Devdatt P. Dubhashi is Professor in the Department of Computer Science and Engineering at Chalmers University, Sweden. He earned a Ph.D. in computer science from Cornell University and held positions at the Max-Planck-Institute for Computer Science in Saarbruecken, BRICS, the University of Aarhus and IIT Delhi. Dubhashi has published widely at international conferences and in journals, including many special issues dedicated to best contributions. His research interests span the range from combinatorics to probabilistic analysis of algorithms, and more recently, to computational systems biology and distributed information systems such as the Web.
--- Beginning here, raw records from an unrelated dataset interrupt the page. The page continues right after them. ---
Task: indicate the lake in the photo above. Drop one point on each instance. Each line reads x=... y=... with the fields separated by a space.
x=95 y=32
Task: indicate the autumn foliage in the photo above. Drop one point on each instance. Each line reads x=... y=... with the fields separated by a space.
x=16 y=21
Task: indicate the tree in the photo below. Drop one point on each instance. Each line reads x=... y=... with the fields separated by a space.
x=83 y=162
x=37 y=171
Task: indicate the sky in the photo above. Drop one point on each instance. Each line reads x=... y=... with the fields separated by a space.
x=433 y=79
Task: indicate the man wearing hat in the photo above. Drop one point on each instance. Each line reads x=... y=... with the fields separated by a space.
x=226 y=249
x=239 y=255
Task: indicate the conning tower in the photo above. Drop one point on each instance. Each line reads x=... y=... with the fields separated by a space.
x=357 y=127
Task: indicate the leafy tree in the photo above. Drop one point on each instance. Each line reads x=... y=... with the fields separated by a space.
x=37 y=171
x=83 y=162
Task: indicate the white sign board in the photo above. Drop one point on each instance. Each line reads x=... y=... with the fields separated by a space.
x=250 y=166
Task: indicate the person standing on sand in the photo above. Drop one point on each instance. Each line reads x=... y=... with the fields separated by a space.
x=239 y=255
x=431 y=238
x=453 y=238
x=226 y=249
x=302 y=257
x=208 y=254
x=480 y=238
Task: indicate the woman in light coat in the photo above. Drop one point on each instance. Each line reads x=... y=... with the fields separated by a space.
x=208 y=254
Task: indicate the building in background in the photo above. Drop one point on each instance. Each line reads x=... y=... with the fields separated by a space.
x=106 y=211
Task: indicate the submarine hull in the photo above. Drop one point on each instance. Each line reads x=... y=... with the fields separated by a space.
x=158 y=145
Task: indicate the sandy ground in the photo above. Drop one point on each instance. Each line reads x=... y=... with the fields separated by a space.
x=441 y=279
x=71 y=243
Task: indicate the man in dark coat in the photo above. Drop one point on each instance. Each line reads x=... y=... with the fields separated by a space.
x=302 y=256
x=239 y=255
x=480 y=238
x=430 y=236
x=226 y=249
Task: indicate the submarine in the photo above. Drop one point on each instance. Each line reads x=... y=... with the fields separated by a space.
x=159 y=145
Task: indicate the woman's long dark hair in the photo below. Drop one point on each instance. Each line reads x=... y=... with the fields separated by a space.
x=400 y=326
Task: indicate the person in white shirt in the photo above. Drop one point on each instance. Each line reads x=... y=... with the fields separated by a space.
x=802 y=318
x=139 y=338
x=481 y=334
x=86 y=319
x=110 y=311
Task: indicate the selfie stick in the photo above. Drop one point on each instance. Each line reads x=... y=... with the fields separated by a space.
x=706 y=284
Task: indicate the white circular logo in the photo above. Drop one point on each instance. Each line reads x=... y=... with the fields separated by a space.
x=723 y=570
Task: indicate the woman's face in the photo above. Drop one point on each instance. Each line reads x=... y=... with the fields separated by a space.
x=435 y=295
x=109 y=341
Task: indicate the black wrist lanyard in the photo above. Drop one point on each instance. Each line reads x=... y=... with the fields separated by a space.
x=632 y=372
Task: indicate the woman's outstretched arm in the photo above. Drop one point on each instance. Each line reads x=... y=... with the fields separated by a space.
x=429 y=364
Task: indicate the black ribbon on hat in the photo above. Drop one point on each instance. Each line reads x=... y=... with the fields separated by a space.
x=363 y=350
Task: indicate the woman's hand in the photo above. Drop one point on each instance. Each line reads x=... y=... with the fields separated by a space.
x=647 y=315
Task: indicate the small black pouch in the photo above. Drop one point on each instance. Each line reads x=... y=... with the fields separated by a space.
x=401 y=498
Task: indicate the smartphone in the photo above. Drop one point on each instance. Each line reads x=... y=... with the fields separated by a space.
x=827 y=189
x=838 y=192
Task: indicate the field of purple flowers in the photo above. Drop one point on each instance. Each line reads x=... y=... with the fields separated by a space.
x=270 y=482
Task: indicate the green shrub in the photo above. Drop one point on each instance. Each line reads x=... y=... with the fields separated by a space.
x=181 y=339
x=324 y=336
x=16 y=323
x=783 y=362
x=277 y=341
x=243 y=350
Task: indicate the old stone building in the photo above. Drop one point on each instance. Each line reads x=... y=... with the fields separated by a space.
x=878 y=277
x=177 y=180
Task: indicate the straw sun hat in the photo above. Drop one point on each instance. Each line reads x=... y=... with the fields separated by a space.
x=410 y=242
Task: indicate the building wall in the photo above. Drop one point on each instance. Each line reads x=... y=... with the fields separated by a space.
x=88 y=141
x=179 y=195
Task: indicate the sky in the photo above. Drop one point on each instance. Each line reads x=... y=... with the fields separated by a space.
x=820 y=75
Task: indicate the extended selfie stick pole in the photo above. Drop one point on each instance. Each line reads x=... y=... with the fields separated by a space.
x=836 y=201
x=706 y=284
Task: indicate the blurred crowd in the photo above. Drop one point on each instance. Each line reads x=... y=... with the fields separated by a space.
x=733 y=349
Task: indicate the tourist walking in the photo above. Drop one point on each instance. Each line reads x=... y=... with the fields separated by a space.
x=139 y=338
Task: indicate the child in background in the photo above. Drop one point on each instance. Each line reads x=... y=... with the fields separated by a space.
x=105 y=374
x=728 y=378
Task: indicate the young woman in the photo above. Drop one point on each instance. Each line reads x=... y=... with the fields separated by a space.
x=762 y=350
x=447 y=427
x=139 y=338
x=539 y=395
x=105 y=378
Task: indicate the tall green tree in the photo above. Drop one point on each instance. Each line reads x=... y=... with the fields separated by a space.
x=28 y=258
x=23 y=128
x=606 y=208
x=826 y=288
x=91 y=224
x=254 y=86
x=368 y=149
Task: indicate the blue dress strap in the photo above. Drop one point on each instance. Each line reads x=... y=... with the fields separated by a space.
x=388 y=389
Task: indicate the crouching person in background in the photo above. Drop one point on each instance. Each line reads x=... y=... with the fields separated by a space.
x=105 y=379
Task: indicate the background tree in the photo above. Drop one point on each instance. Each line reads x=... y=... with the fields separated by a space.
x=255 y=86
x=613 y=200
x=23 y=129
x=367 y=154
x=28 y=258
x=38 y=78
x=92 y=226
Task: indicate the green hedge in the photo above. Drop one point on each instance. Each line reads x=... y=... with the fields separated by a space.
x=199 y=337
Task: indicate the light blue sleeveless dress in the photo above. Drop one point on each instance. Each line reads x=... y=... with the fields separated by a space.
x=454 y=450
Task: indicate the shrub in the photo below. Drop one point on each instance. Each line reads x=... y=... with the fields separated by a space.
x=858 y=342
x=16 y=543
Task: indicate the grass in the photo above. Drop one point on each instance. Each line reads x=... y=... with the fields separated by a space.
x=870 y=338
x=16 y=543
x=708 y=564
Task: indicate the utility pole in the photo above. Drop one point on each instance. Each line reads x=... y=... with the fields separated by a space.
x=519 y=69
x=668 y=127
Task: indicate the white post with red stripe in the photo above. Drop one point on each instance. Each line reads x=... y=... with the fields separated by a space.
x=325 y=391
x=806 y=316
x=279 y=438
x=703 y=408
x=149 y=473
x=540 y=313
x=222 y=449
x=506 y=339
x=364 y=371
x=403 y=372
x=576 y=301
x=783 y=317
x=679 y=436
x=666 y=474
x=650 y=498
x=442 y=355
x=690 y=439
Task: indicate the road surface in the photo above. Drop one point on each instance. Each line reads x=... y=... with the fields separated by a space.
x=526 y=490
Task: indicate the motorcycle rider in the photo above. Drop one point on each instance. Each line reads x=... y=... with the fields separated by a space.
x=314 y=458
Alessandro Panconesi is Professor of Computer Science at Sapienza University of Rome. He earned a Ph.D. in computer science from Cornell University and is the recipient of the 1992 ACM Danny Lewin Award. Panconesi has published more than 50 papers in international journals and selective conference proceedings and he is the associate editor of the Journal of Discrete Algorithms and the director of BiCi, the Bertinoro International Center of Informatics. His research spans areas of algorithmic research as diverse as randomized algorithms, distributed computing, complexity theory, experimental algorithmics, wireless networking and Web information retrieval.
1. Chernoff-Hoeffding bounds; 2. Applying the CH-bounds; 3. CH-bounds with dependencies; 4. Interlude: probabilistic recurrences; 5. Martingales and the MOBD; 6. The MOBD in action; 7. Averaged bounded difference; 8. The method of bounded variances; 9. Interlude: the infamous upper tail; 10. Isoperimetric inequalities and concentration; 11. Talagrand inequality; 12. Transportation cost and concentration; 13. Transportation cost and Talagrand's inequality; 14. Log-Sobolev inequalities; Appendix A. Summary of the most useful bounds.